So he was born on a dark night in a refugee camp. 
As the Palestinian poet Mahmoud Darwish writes: 
A person can only be born in one place. However, he may die several times elsewhere: in the exiles and prisons and in a homeland transformed by the occupation and oppression into a nightmare. 

Both the Western Wall and the Separation Wall are places of tears – places that evoke loss, eviction, and pain. And both are places of prayer. 
During his visit to Israel and the Palestinian territories, Pope Francis prayed at the Western Wall, identifying with the plight of Jews down the centuries. He also prayed at the Separation Wall, to show solidarity with the Palestinian people, prisoners in their own country, and to pray for peace. 
Isaac Newton said, “We build too many walls, and not enough bridges.” 
Henri Nouwen wrote, “One of the main tasks of theology is to find words that do not divide but unite, that do not create conflict but unity, that do not hurt but heal.” 
They echo the sentiment of the apostle Paul, who in Ephesians 2:14 wrote, ‘ For he is our peace; in his flesh he has made both groups into one and has broken down the dividing wall, that is, the hostility between us.’. Christ’s message is all about reconciliation, healing, restoring, loving our enemies, and overcoming fear through love. 
Hannah Arendt, the Jewish political theorist (and erstwhile lover of Martin Heidegger), says that “forgiveness is the key to action and freedom”. But forgiveness can only come, in a context such as this, when justice is done; and justice here lies in the hands of the state of Israel, which wields the political and military power. 
Never were the words “With power comes responsibility” so desperately relevant.
If there is ever to be peace and reconciliation in this beautiful and yet troubled land, it will only come when power is shared between Jews and Palestinians, built on the foundations of justice and dignity for all.

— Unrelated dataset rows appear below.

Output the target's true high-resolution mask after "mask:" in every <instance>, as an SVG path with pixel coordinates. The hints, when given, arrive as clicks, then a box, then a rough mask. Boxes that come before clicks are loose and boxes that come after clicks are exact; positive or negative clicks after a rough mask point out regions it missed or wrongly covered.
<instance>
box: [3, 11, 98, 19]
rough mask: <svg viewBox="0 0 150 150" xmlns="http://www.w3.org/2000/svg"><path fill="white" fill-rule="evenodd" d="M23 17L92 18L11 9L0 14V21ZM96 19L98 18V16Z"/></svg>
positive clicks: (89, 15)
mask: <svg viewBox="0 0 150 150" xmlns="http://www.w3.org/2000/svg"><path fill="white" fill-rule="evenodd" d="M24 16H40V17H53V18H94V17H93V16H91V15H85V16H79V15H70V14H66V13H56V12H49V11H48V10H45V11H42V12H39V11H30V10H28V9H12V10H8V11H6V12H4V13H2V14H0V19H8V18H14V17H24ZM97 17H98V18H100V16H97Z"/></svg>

It will come when Jews and Palestinians realize that they are not each other’s worst enemies, but brothers and sisters with a shared heritage. 
True freedom, liberty and security will only come when the dividing walls of separation and injustice are torn down, and Palestinian and Jew learn to see each other as brother and sister, rather than as alien and foe, renewed by love and hope.

1 comment:

  1. John Mculloch: You make the mistake of looking at the surface. Whose responsibility is the plight of the Pals? How about the Arab nations who use the situation of the Pals to bring unwarranted blame on Israel who they would like to see annihilated? The Pals-who abandoned their homes on the advice of arab aggressors- are not Israel's responsibility. They have been given plenty of opportunity and money to create better lives- but instead they spend it on ammunition against Israel and corrupt leaders who live well at the expense of pal families. The power is in the hands of the arab nations who should be accepting the State of Israel- we are not going away- and choose to live in peace with her.